REPUBLIKA.CO.ID, JAKARTA — Berdasarkan data, angka pemeriksaan strok di masa pandemi Covid-19 terpantau mengalami penurunan. Bahkan, di negara maju seperti Eropa, angka strok menurun karena masyarakat diliputi rasa takut terhadap risiko penularan penyakit akibat virus corona tipe baru, SARS-CoV-2, dalam kunjungan ke rumah sakit.
"Jumlah kasus strok tak berubah, cuma turun karena orang takut ke rumah sakit (RS)," kata dokter spesialis saraf dari Siloam Hospital Kebon Jeruk, dr Hadi Wadjaja SpS, dalam webinar Penanganan Kesehatan Saraf di Era New Normal, Senin (8/6).
Hadi menjelaskan, strok merupakan keadaan darurat yang perlu mendapat penanganan di unit gawat darurat (UGD) di rumah sakit. Sejak menunjukkan gejala, penderita strok hanya memiliki periode emas 4,5 jam untuk bisa mendapat penyembuhan maksimal.
"Akibat orang takut ke rumah sakit saat pandemi Covid-19, dampaknya kami temukan tingkat kecacatan meningkat," ungkap Hadi.
Ada beberapa gejala strok yang bisa menjadi perhatian. Hadi mengatakan, pertanda ini bisa membantu seseorang mengidentifikasi strok pada dirinya atau orang lain sedini mungkin.
Pertama, cermati face (wajah) di cermin, apakah terlihat asimetris atas tak berimbang antara sisi kanan dan kiri?
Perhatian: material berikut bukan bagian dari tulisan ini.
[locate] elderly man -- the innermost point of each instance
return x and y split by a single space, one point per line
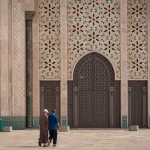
43 122
53 126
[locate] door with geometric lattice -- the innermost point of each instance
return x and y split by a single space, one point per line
95 96
50 96
137 103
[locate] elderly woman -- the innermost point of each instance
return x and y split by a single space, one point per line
43 122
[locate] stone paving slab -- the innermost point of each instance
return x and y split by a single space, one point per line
81 139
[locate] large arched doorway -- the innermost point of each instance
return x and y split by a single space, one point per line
94 95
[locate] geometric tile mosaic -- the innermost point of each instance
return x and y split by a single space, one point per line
49 29
137 39
94 25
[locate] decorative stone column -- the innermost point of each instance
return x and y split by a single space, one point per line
124 59
4 58
148 13
29 69
63 48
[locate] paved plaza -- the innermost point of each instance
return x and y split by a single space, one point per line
94 139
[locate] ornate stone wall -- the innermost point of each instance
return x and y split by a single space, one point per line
49 24
137 39
94 26
35 27
19 8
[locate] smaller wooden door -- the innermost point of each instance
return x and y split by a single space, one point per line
138 103
50 96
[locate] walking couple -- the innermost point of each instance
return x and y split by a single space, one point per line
51 123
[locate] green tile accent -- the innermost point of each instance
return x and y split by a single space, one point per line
17 122
35 122
64 121
124 122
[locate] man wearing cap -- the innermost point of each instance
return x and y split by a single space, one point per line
53 126
43 122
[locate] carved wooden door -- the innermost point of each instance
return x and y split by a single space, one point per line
138 103
94 95
50 96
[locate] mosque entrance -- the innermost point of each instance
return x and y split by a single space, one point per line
94 95
50 96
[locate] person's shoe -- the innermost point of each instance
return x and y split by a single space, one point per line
49 143
45 145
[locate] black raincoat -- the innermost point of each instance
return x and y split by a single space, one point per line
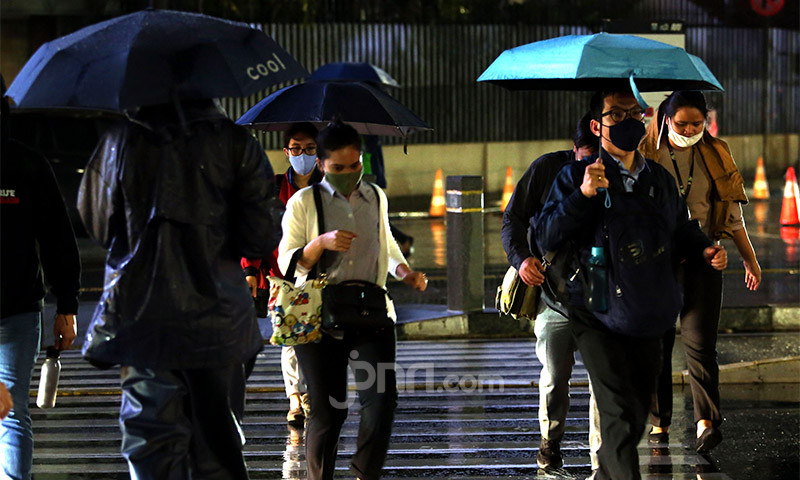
178 199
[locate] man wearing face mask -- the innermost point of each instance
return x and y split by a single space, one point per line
620 342
300 147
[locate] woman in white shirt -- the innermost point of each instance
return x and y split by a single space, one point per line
357 245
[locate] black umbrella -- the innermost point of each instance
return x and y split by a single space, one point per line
152 57
354 72
368 109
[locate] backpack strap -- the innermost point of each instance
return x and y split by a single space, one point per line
290 270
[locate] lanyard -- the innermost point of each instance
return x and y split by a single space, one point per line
684 190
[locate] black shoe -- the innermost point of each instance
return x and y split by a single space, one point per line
710 438
549 456
658 438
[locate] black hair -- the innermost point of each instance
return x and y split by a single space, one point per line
583 136
684 98
305 128
336 136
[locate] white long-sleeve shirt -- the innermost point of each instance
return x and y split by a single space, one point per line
300 227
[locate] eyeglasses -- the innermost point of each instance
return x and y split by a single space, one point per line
298 150
619 115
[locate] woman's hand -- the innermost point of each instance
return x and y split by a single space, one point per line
416 280
252 282
337 240
716 256
752 274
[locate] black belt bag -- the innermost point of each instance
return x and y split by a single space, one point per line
355 305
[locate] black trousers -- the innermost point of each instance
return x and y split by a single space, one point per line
180 424
623 371
702 290
371 356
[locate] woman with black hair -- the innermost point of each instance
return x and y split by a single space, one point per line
355 246
300 148
710 182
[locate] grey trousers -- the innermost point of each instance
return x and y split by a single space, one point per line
555 349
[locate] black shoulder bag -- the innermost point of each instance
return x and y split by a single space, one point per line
352 304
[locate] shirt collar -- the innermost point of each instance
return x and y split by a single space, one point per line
361 190
639 164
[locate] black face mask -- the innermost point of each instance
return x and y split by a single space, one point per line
626 134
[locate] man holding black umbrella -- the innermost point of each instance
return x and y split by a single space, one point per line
178 196
630 228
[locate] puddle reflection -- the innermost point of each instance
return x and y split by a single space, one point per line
294 454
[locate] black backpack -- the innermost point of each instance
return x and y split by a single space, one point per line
636 231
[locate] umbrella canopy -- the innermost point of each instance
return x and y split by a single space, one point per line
599 62
367 108
152 57
354 72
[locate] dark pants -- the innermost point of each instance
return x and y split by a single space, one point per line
371 356
702 290
623 372
180 424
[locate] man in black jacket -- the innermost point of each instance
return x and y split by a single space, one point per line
178 196
622 355
36 237
555 346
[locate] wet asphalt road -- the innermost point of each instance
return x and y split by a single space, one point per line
467 409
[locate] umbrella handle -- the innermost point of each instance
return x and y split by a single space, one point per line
636 93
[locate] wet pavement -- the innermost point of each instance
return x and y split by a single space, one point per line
467 409
777 249
475 430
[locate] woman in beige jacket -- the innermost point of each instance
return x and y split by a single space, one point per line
712 186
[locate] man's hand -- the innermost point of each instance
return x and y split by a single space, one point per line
252 282
530 271
6 402
752 274
416 280
716 256
65 329
337 240
594 177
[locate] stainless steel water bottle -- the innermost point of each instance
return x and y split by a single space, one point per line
598 281
48 381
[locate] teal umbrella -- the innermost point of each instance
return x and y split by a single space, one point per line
599 62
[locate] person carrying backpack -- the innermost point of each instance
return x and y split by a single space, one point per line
555 345
630 228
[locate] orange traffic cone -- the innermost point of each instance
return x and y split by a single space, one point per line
508 190
437 202
760 187
791 200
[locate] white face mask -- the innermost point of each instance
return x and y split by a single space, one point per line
684 142
303 164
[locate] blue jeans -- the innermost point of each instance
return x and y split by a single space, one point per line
19 347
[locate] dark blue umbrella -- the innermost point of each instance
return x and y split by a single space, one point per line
354 72
152 57
368 109
599 62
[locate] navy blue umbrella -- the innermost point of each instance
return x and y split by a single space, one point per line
368 109
354 72
152 57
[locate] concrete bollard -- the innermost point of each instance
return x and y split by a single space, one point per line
464 203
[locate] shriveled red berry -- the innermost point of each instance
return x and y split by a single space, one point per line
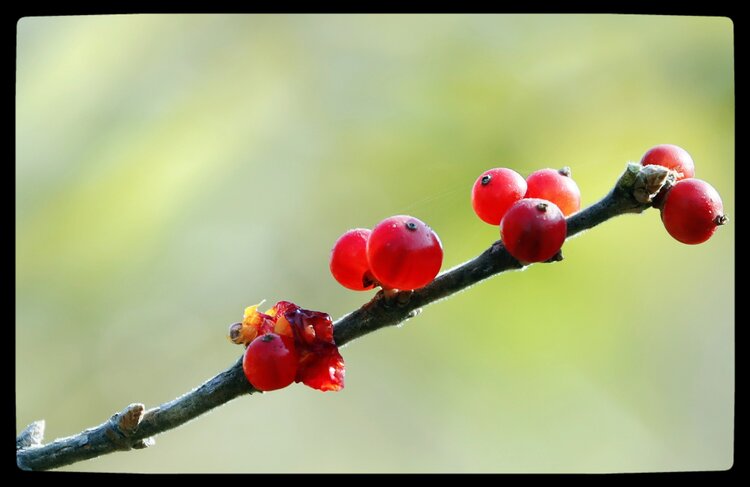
495 191
556 186
692 210
404 253
348 261
270 362
533 230
672 157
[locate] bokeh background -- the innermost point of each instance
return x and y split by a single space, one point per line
172 170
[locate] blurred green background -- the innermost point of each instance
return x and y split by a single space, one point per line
172 170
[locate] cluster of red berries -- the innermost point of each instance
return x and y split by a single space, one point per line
289 344
530 212
400 252
691 209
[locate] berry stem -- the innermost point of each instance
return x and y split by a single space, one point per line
133 428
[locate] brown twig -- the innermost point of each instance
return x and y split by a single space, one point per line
133 428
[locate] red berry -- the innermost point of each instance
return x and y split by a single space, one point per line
692 210
672 157
270 362
556 186
494 192
404 253
348 262
533 230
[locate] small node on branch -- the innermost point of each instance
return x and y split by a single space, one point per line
124 424
650 181
31 436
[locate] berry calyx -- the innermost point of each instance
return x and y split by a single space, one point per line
692 210
556 186
404 253
494 192
533 230
672 157
348 263
270 362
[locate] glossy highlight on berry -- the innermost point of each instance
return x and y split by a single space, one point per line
494 192
404 253
270 362
556 186
533 230
692 211
348 262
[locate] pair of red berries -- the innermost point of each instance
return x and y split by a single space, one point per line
400 252
530 212
691 209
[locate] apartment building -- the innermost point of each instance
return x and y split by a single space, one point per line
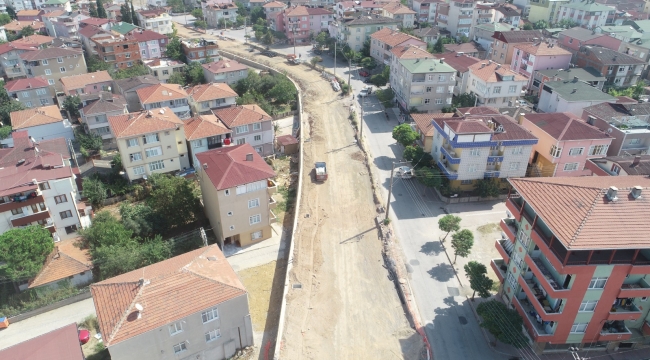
424 84
480 144
171 96
570 96
504 43
574 285
385 39
250 125
31 92
619 69
38 187
565 144
159 311
151 141
527 58
628 125
495 85
236 185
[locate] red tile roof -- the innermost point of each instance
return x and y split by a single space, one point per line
60 344
227 167
167 291
578 212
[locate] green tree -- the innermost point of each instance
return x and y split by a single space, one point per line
449 223
404 134
101 11
23 251
462 242
502 322
478 279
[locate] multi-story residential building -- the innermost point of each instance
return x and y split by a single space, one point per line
588 75
357 30
250 125
574 285
527 58
88 83
209 96
565 144
152 44
587 14
385 39
572 39
225 71
151 141
37 186
619 69
504 43
236 185
424 84
200 50
162 69
171 96
481 144
205 132
461 64
31 92
213 326
402 13
495 85
156 20
570 96
95 114
627 124
118 51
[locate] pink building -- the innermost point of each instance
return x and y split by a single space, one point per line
565 143
527 57
298 22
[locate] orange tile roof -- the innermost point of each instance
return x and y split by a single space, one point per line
580 215
65 260
493 72
37 116
144 122
242 115
168 292
160 93
80 81
205 92
203 126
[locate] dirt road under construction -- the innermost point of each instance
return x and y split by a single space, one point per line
346 307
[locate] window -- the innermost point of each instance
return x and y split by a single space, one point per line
253 203
212 335
156 165
571 166
175 328
179 348
588 305
131 142
597 283
576 151
211 314
579 328
555 151
598 149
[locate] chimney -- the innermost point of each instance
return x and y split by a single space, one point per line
611 193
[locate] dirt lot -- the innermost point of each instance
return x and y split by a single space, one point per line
347 308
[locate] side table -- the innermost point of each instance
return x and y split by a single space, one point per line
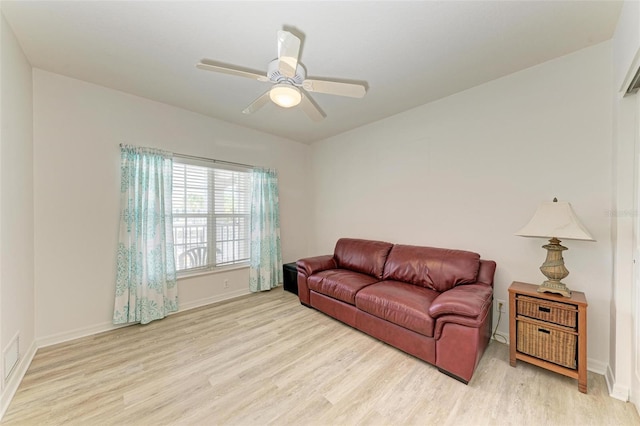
549 330
290 277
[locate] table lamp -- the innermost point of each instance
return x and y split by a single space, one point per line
555 219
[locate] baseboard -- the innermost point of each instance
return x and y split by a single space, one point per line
214 299
596 366
615 391
78 333
54 339
16 378
501 337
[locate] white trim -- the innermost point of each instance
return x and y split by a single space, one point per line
633 69
16 378
78 333
615 391
505 336
219 270
214 299
108 326
597 367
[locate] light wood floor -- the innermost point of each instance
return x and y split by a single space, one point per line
265 359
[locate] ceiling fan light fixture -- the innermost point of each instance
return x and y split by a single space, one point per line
285 95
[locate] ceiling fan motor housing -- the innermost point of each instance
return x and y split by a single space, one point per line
274 74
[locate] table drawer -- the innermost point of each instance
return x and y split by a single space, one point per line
554 312
549 343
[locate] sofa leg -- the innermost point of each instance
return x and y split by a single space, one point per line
460 379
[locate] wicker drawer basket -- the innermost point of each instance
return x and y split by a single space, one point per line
550 344
554 312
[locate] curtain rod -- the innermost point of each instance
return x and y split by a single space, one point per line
212 160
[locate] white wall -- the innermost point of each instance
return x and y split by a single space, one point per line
469 170
16 209
626 56
77 129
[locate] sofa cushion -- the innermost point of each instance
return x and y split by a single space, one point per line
435 268
403 304
340 284
363 256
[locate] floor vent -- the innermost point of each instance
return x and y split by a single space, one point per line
11 355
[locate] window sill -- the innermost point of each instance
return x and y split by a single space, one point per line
195 274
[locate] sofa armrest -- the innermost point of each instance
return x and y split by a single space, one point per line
311 265
468 300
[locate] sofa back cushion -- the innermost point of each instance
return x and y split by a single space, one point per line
365 256
434 268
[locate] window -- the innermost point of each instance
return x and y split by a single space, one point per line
211 208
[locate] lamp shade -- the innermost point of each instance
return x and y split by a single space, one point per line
555 219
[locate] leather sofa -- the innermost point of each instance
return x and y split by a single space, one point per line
433 303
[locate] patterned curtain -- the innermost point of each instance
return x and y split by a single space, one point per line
146 287
266 258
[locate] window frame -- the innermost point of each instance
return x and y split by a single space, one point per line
211 219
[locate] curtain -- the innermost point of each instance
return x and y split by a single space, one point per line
266 258
146 286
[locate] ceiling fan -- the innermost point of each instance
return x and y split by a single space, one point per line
289 78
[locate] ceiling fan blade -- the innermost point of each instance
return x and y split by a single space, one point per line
209 65
288 51
352 90
258 103
310 108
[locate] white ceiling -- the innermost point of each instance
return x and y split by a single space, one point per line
408 53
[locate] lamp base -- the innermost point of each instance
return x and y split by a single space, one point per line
553 268
551 286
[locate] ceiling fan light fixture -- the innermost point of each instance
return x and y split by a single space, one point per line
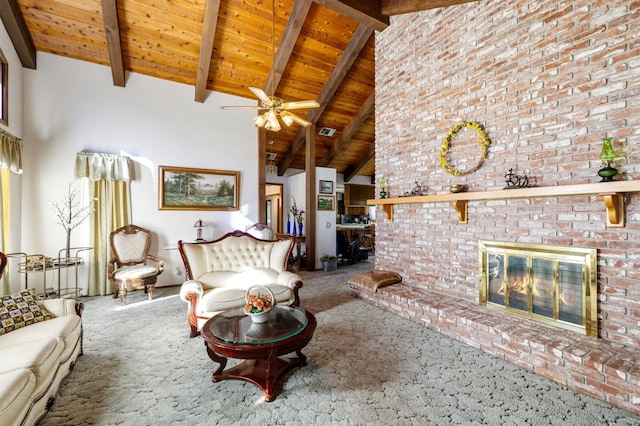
276 108
259 120
272 121
287 117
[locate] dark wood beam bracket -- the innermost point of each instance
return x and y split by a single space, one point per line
112 33
349 56
287 43
18 33
206 48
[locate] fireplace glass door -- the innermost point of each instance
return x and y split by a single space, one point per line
550 284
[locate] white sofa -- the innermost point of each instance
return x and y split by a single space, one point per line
34 359
219 273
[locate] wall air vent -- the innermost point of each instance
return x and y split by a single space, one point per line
327 131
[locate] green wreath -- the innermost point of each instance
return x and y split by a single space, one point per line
483 143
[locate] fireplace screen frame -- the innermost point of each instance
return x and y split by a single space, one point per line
558 256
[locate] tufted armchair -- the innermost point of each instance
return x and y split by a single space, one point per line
219 273
128 267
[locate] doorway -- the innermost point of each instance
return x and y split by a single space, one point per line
273 196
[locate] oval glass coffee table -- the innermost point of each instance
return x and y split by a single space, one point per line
232 334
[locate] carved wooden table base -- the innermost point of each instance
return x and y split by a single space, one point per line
264 364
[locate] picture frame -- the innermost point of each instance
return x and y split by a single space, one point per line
326 187
326 202
184 188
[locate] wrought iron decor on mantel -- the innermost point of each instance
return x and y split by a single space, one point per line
516 181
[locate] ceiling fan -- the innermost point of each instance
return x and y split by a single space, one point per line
275 108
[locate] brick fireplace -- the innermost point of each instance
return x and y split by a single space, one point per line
554 285
548 80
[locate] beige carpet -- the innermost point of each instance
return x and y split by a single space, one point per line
366 367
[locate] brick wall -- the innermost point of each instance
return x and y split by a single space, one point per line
548 80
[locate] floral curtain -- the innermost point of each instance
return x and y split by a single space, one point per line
10 161
110 177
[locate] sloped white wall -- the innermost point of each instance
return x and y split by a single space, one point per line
72 106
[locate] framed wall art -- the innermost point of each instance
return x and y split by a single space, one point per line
326 187
326 202
182 188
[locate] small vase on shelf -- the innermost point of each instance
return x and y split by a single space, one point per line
607 155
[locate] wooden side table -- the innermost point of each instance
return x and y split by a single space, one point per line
298 240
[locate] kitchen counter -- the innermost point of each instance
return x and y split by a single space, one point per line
346 226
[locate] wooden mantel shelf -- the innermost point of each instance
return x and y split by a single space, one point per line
613 194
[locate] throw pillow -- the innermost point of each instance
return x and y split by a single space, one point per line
375 279
20 310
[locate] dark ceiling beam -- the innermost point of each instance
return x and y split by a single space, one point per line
356 122
349 56
353 170
365 12
112 33
18 33
211 11
397 7
287 43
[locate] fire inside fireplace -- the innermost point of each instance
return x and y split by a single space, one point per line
551 284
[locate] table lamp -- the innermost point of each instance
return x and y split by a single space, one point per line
199 225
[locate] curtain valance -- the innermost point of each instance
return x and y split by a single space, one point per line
96 166
11 154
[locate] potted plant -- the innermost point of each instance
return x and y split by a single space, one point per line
329 262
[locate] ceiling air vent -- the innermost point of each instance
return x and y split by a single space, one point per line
327 131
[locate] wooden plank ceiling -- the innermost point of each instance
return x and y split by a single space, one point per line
324 51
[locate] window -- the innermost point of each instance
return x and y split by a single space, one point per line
4 89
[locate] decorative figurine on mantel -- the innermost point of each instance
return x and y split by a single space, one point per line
516 181
383 187
608 155
416 191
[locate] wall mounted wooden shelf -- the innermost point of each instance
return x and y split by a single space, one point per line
613 194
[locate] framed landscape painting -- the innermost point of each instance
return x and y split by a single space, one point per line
182 188
325 202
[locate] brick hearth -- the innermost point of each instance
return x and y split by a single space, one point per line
548 81
605 370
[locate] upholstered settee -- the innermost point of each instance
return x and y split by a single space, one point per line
37 351
219 273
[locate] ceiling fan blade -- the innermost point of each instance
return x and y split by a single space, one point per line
241 107
261 95
299 105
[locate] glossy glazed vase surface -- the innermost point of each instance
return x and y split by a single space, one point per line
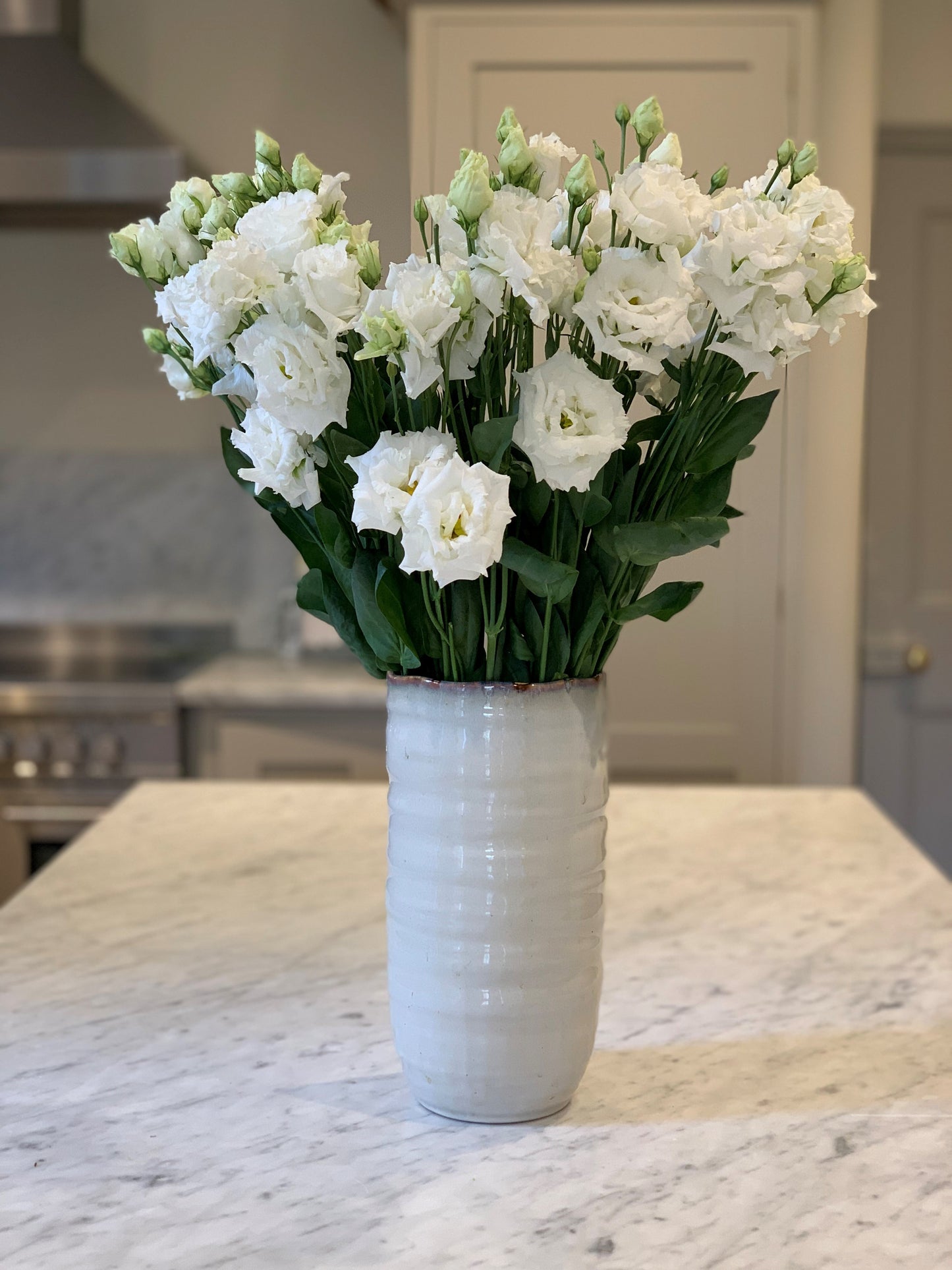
495 890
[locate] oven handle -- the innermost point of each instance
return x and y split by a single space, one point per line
40 815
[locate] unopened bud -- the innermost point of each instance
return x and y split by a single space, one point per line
648 122
368 258
304 173
515 159
267 150
848 275
786 153
464 297
470 191
804 164
580 183
590 257
507 123
155 339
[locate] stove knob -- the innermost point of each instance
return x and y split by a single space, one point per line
30 752
105 752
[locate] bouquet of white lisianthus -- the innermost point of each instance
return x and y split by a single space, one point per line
484 461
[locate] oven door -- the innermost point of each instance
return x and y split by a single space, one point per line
36 823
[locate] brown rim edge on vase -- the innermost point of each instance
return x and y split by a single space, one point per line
499 685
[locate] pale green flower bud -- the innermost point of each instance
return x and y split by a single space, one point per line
580 183
507 123
385 335
648 122
368 258
141 249
190 200
235 183
304 173
470 191
155 339
804 164
515 159
848 275
219 216
786 153
464 297
267 150
590 257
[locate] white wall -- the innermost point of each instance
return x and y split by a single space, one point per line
916 76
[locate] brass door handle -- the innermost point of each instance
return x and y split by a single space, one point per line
918 658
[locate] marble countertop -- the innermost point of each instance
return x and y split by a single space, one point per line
272 682
196 1064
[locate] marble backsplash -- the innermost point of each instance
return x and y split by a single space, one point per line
140 538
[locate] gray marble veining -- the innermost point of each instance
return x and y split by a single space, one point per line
196 1066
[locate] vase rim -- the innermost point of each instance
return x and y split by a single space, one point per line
497 685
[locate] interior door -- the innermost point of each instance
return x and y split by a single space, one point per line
907 733
698 697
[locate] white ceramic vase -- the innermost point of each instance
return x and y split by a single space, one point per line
495 890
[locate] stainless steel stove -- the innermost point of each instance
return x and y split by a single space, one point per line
84 713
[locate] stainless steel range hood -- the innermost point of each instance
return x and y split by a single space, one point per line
71 152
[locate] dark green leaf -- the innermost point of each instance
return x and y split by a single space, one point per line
705 496
540 573
491 438
663 604
376 629
391 604
538 496
739 427
649 542
310 593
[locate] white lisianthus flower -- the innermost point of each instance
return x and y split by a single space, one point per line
829 217
300 379
390 473
420 297
768 330
237 379
455 521
569 423
659 205
515 242
329 279
179 379
282 226
636 306
208 303
278 459
553 159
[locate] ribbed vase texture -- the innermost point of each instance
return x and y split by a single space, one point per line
495 890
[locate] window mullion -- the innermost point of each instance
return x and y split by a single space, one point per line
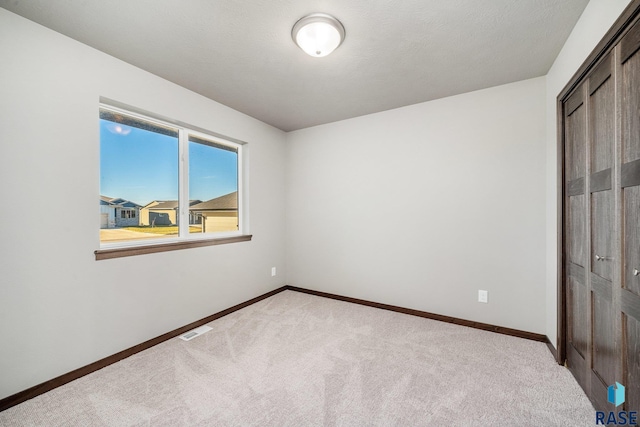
183 183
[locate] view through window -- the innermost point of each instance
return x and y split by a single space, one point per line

Jika tampak ada perbedaan, artinya ada tanda strok.
Kedua, arms (anggota gerak). Cobalah mengangkat sesuatu dengan kedua tangan. Jika ada kesulitan mengangkat beban pada salah satu tangan, hal itu bisa menjadi pertanda.
Ketiga, speech (bicara). Kemampuan bicara bisa menjadi pertanda strok. Jika tak bisa bicara dengan jelas atau sulit, maka menjadi tanda tak baik.
Keempat, time (waktu). Segera bawa pasien ke UGD terdekat untuk mendapat perawatan.
"Segera ke UGD agar bisa dikelola baik," ujar dia.